Five years later, in 1964, he founded IDG with $5,000 he got from selling his car.  He persuaded firms like Xerox , Burroughs and Univac to prepay $7,500 each for a census report, according to Behar, and hired high school students to count computers around the country.

In 1980 he was one of the first to establish a joint venture in China. Twelve years after that, he founded IDG Technology Ventures, one of the first VC firms in China.  Forbes profiled his successes in China in 1997, claiming at the time that “Pat McGovern has more readers in China than the People's Daily does.”

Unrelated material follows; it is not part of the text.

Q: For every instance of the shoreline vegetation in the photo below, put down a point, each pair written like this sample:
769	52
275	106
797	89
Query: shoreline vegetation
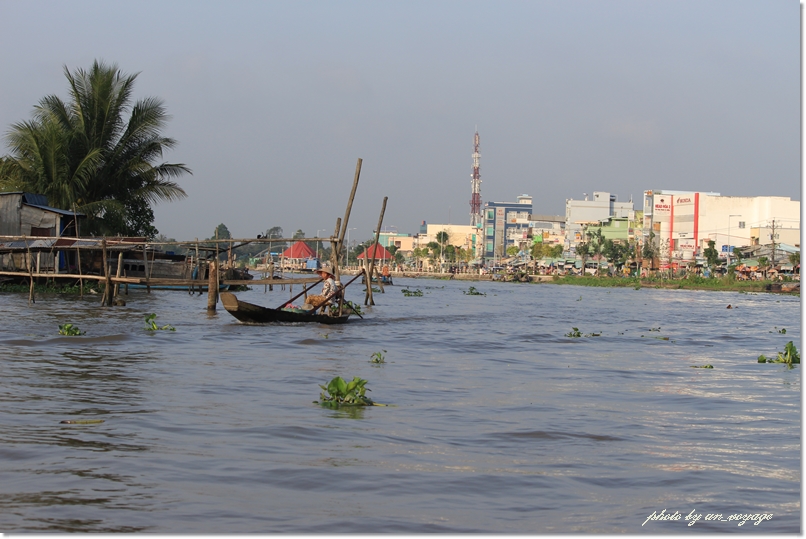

Over half a century, he grew the business into a far reaching media juggernaut with $3.55 billion in sales. The Boston, Mass-company, in which McGovern had an 84% stake, ranked 128 on Forbes 2013 list of biggest private companies in the U.S.

He and his wife Lore Harp donated $350 million to fund the McGovern Institute for Brain Research at MIT in 2000. Their goal was to help understand the role of the human brain in health and disease.  No cause of death was given for McGovern. According to a company spokesperson, “Pat was a very private person and he asked his family to keep any information about his health within the family.  They have chosen to honor his request.” McGovern is survived by his wife Lore, his son Patrick McGovern and wife Raquel, his daughter Elizabeth McGovern and husband Scott Early, two stepdaughters and nine grandchildren.